Just had a quick look at the source of http://svn.apache.org/viewvc/lucene/dev/trunk/solr/contrib/dataimporthandler/src/java/org/apache/solr/handler/dataimport/XPathEntityProcessor.java?view=markup#l324 .. which looks like there is LOG.warn(msg, e); Statement on Line 331 where msg should include the url for the tried document?

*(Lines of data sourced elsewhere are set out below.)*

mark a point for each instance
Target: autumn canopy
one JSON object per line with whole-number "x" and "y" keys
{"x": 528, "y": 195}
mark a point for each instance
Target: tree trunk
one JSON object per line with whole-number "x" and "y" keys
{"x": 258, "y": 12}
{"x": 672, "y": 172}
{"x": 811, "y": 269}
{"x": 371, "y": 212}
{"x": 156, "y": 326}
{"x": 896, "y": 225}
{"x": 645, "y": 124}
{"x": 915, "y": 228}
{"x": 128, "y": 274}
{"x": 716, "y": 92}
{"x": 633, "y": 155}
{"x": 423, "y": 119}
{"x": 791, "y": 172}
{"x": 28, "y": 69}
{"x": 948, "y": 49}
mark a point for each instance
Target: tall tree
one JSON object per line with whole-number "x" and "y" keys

Otherwise, if that's not the place where the exception happens .. you might be able to add LOG Statements all by yourself and compile SOLR from Source (again) to make that work?

-Stefan  


On Monday, September 23, 2013 at 2:32 PM, jerome.dupont@bnf.fr wrote:

>  
> Hello,
>  
> I have a question, I index documents and a small part them are skipped, (I
> am in onError="skip" mode)
> I'm trying to get a list of them, in order to analyse what's worng with
> these documents
> Is there a mean to get the list of skipped documents, and some more
> information (my onError="skip" is in an XPathEntityProcessor, the name of
> the file processed would be OK)
>  
>  
> Cordialement,
> -----------------------------------------------
> Jérôme Dupont
> Bibliothèque Nationale de France
> Département des Systèmes d'Information
> Tour T3 - Quai François Mauriac
> 75706 Paris Cedex 13
> téléphone: 33 (0)1 53 79 45 40
> e-mail: jerome.dupont@bnf.fr (mailto:jerome.dupont@bnf.fr)
> -----------------------------------------------
>  
>  
>  
> Participez à la Grande Collecte 1914-1918 Avant d'imprimer, pensez à l'environnement.